After arriving on 31st May 2017, it didn’t take long for Nuno to stamp his authority at Molineux, moulding the entire club in his image and bringing in some of the greatest players the Championship had ever seen in Ruben Neves, Diogo Jota and Willy Boly.
Achieving promotion back to the top-flight following a six-season absence with four matches remaining in his first campaign, Nuno went on to receive the Premier League manager of the month award in just his second month managing in the division after an unbeaten September 2018.
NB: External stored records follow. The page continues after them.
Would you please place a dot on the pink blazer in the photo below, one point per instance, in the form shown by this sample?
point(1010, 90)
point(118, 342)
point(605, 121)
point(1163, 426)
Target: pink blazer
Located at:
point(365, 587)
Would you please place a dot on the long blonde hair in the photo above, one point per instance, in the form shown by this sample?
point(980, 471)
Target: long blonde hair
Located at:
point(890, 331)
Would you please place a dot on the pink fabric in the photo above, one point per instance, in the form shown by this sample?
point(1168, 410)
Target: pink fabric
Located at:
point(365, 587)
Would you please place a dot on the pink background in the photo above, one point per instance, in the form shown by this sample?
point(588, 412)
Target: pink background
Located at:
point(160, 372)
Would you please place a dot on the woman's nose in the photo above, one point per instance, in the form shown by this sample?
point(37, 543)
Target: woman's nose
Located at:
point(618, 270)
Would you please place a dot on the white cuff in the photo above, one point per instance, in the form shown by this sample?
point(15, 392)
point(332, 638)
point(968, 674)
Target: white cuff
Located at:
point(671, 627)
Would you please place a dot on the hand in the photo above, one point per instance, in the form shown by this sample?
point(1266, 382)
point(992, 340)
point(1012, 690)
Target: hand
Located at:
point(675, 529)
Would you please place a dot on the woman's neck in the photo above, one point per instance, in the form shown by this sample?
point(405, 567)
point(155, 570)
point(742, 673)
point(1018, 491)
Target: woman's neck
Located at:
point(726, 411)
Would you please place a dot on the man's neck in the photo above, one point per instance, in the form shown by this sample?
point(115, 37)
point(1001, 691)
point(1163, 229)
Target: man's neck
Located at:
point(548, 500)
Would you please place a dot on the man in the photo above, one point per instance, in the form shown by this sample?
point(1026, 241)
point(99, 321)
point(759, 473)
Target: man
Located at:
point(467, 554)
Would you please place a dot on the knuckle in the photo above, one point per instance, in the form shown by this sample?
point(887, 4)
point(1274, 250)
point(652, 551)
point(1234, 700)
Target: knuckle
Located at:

His second season saw Wolves end seventh in the Premier League, the club’s highest finish since 1979/80, qualification to the Europa League and Wolves’ first appearance in European football for almost 40 years and a place in the FA Cup semi-finals for the first time since 1998.
That form continued into this season, with Wolves currently sat fifth in the table, unbeaten in eight matches with three wins in a row since the Premier League returned following the three-month Covid-19 suspension, plus the second leg of the Europa League last 16 still to play.
The only Wolves manager in history to win more than half of his games in charge; all hail king Nuno Espirito Santo.